Height (in.) < 65	−0.015	(.038)	−0.011	(.056)	1.037	(.074)	1.031	(.102)
65 ≤ Height (in.) < 67	0.017	(.034)	0.009	(.048)	1.042	(.064)	1.061	(.093)
67 ≤ Height (in.) < 69	−0.006	(.035)	0.010	(.047)	1.019	(.069)	1.130	(.097)
69 ≤ Height (in.) < 71
71 ≤ Height (in.)	0.043	(.045)	0.028	(.066)	1.187	(.106)	1.150	(.154)
N=	2,282		1,053		2,282		1,053

Notes: Includes only those individuals with known death dates who turned 60 between 1895–1905. “Rural” means an enlistment city of less than 10,000 in 1860; “Mid-size” cities have 1860 population between 10,000 and 100,000; “Large” cities are the five largest cities in 1860: New York, Philadelphia, Baltimore, Boston, and Chicago.

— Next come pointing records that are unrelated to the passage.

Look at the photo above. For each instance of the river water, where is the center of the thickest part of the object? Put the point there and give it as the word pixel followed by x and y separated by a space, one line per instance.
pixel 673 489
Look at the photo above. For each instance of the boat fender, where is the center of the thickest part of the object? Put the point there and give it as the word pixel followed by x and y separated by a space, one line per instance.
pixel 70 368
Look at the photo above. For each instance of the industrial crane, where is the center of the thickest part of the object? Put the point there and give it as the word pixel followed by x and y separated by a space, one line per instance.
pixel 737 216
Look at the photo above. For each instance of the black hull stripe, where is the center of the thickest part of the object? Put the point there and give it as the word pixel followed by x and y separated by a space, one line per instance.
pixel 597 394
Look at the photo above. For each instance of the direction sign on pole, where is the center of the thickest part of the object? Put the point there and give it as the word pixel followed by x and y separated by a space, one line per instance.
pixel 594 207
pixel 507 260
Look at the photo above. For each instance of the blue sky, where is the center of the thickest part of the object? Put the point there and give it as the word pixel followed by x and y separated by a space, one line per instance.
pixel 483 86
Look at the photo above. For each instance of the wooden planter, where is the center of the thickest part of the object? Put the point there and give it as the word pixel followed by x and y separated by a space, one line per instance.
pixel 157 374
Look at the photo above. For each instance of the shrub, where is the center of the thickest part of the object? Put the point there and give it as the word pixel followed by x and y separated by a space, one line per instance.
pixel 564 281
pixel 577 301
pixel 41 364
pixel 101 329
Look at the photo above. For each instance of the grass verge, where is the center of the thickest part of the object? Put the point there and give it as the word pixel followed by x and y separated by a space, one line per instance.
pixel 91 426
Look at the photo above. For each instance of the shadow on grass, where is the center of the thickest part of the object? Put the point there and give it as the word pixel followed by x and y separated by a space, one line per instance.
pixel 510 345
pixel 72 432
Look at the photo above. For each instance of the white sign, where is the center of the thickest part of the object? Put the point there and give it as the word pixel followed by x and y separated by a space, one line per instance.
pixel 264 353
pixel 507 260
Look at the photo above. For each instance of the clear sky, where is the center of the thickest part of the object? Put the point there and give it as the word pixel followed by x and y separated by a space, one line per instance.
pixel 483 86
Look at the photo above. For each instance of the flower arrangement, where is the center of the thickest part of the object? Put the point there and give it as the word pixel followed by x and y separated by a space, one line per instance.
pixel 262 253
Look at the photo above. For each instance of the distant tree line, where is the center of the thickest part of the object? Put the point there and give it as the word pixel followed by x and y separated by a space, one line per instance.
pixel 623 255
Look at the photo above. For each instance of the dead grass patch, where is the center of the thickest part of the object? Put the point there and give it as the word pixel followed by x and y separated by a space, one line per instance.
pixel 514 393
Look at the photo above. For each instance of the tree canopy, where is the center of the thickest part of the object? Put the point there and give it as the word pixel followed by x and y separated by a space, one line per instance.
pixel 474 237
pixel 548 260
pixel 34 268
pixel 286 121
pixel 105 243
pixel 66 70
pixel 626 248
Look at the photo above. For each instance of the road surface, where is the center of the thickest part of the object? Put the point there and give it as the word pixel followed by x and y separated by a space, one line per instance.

Height measured at enlistment. Controls for year of enlistment and year turning 60 are included but not presented here (they can be seen in the technical appendix). Standard errors are clustered at the company level.

^***:p<.01;

^**:p<.05;

^*:p<.1

Table 7 also shows that the Cox model estimates for rural white are much different than the weak results found earlier in Table 6. Consistent with the U-shaped pattern for the 10-year mortality results just discussed, the hazard of mortality is significantly higher for the shortest and tallest categories (HR=1.298 for the shortest category and HR=1.151 for the tallest). For the other demographic groups, a statistically significant pattern for height is not found in the Cox model estimates.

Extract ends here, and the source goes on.